This fine machine was photographed at the 2011 Pomeroy Trophy meeting. It has been variously identified as a 2500 Series and a 22 hp, but precise names for Rochet-Schneider cars of this era are fiendishly difficult to pin down. The nearest that can be found is 4-cylinder 16/22 hp, so we shall have to be content with that for now.

The history of Rochet-Schneider cars started in 1894 when Édouard Rochet, who made bicycles with his father in Lyon, was joined by Théophile Schneider, a distant relative of the armaments family.

Between 1895 and 1901, the company built around 240 single-cylinder cars modelled on the Benz. In 1901 they constructed a new factory and introduced at the Paris Salon a new range of two- and four-cylinder cars, now based on Panhard principles.

The next change came in 1903, when the partners followed the latest fashion and modelled their new cars on the Mercédès – and that influence is clear from the appearance of the car in this Slider.
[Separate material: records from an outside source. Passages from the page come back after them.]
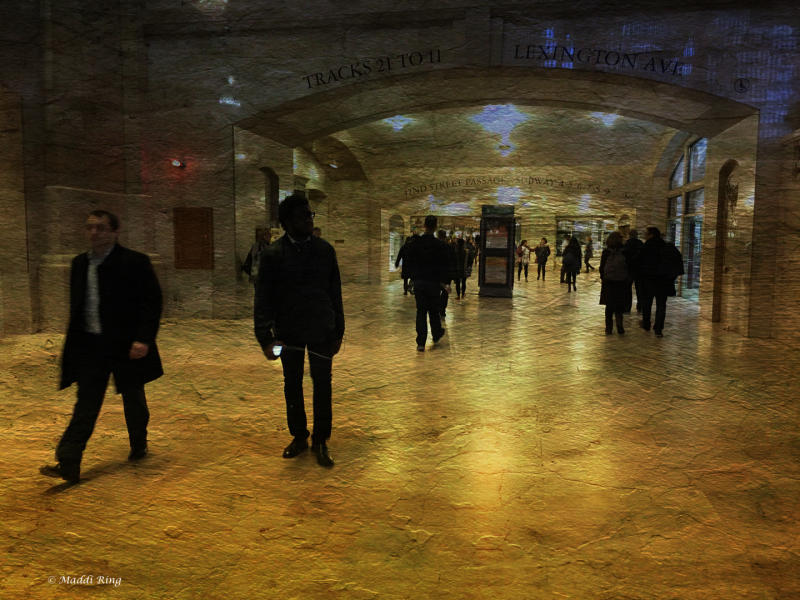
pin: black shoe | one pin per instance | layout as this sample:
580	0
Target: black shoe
69	473
323	458
137	454
297	446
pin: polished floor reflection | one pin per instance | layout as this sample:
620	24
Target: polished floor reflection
528	455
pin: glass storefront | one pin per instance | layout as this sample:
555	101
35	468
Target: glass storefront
685	215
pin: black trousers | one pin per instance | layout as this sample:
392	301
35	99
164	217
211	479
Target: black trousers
651	289
428	299
293	362
95	367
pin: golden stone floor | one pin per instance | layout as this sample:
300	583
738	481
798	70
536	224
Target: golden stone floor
529	456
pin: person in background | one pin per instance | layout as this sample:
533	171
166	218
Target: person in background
660	263
571	262
451	262
588	253
429	263
523	259
403	260
615	280
542	251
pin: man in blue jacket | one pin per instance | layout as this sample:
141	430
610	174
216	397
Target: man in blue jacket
115	307
298	305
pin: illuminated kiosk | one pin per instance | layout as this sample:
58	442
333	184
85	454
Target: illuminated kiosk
496	266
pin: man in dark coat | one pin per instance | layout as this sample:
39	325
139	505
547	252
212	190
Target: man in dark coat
632	249
660	263
115	308
298	304
430	264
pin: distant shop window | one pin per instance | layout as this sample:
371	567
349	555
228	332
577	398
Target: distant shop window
676	180
695	201
674	207
697	160
194	237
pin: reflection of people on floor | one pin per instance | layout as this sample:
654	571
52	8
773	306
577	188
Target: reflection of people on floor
571	263
298	304
615	282
250	265
115	308
429	262
660	263
633	248
542	251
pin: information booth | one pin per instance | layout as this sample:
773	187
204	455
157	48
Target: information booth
496	267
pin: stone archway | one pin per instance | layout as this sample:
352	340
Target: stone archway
727	196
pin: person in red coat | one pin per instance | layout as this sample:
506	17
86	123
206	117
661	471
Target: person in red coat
115	309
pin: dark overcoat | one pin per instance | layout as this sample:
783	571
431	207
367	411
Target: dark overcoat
130	311
614	294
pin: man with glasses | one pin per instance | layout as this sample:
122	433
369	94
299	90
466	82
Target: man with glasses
298	305
115	308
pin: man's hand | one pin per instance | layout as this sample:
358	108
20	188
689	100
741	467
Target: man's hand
138	350
268	350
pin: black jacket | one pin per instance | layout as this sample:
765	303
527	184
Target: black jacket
660	262
130	311
429	260
298	293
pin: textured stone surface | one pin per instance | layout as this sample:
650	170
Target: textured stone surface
528	456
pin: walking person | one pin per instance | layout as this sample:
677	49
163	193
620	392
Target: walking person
298	305
632	249
615	279
461	268
114	312
542	251
430	270
588	253
660	263
402	260
451	267
471	254
523	259
564	244
571	263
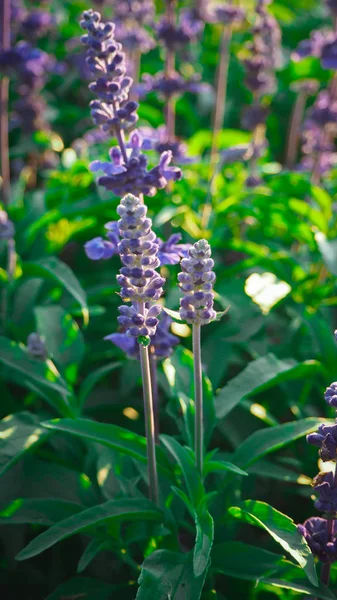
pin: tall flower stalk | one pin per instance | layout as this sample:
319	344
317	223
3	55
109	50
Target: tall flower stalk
4	86
227	15
321	533
196	307
142	286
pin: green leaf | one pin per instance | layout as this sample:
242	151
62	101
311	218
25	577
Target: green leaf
19	433
214	466
59	272
190	473
112	436
125	509
265	441
203	543
167	574
93	378
40	376
83	588
259	375
196	492
63	338
37	511
179	372
243	561
281	528
328	250
93	548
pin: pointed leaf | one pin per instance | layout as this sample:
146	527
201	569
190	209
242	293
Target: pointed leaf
93	378
259	375
112	436
214	466
93	548
83	588
19	433
37	511
190	473
281	528
267	440
59	272
167	574
243	561
63	338
125	509
42	375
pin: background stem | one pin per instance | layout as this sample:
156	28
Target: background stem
199	417
4	86
294	129
154	381
169	71
221	90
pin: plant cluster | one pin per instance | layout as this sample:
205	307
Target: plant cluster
167	296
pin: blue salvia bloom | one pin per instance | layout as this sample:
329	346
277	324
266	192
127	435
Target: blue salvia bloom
106	62
320	535
326	440
139	280
331	394
315	532
196	282
161	345
127	172
326	490
7	229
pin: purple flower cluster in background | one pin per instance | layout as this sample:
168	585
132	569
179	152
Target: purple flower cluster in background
196	282
321	533
315	532
264	58
113	111
162	343
318	133
30	66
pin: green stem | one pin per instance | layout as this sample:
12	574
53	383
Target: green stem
149	419
4	87
199	417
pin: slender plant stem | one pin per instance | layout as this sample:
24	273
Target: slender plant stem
11	265
221	90
149	419
4	86
169	71
326	567
154	380
199	416
294	129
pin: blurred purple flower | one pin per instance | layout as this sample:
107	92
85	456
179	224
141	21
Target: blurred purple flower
315	532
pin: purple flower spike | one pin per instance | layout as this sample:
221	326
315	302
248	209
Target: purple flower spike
331	394
196	282
125	342
329	55
97	248
171	252
326	439
327	492
315	532
170	173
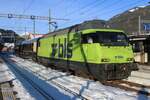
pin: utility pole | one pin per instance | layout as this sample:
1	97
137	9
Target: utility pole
49	22
139	20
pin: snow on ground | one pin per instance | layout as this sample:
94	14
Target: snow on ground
85	87
7	75
142	76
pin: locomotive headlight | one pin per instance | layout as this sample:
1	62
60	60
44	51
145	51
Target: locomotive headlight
105	60
130	59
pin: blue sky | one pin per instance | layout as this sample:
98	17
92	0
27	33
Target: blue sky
76	11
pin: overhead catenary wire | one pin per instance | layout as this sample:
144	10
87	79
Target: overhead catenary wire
80	8
107	12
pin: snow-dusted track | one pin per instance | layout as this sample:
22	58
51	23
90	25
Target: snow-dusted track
86	88
33	84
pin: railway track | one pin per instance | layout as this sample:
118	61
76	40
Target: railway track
6	91
47	96
63	87
122	84
129	86
32	83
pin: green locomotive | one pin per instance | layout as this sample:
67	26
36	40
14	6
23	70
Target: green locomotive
103	53
86	48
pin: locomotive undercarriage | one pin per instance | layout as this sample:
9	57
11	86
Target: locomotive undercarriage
99	72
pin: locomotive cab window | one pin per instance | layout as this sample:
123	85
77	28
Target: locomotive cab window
89	38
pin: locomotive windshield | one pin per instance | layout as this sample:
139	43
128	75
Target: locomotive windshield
106	38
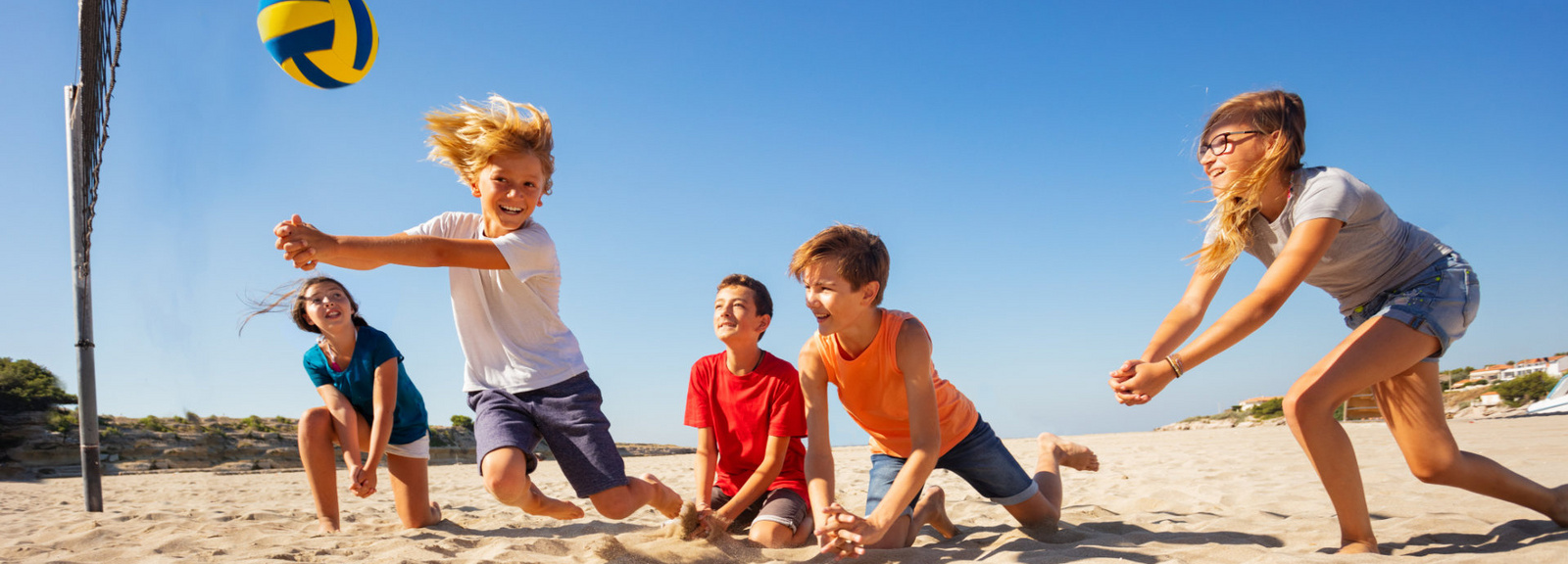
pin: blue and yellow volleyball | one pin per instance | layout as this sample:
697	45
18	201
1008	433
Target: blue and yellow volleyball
320	43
The cars now had pair-cast 4-cylinder engines, 4-speed gearboxes and double-chain drive.

Rochet-Schneider sold licences to a number of foreign makers, including Martini in Switzerland and F.N. in Belgium. An impressive 1906 licence-built F.N. appears in Pierre-Lucien Pouzet’s 1993 book, the only one known on the Rochet-Schneider, and looks very similar to the car we see here.

By 1904 Rochet-Schneider had become one of the most respected car manufacturers in France. Strangely, perhaps, they were sold in that year for 4.5 million francs to a London-based company called “Rochet-Schneider Ltd.” Production thereafter averaged fewer than 250 cars a year; by late 1907 the company was in liquidation. They were rescued by investors in Marseilles, and continued in production, helped no doubt by a subsidiary that made Zenith carburettors under licence and contributed at least half the company’s profits in some years.

Rochet-Schneider went on to produce some good cars before and after World War I, until the Depression forced them to concentrate on commercial vehicles.  They were bought by Berliet in 1951 and the name was discontinued.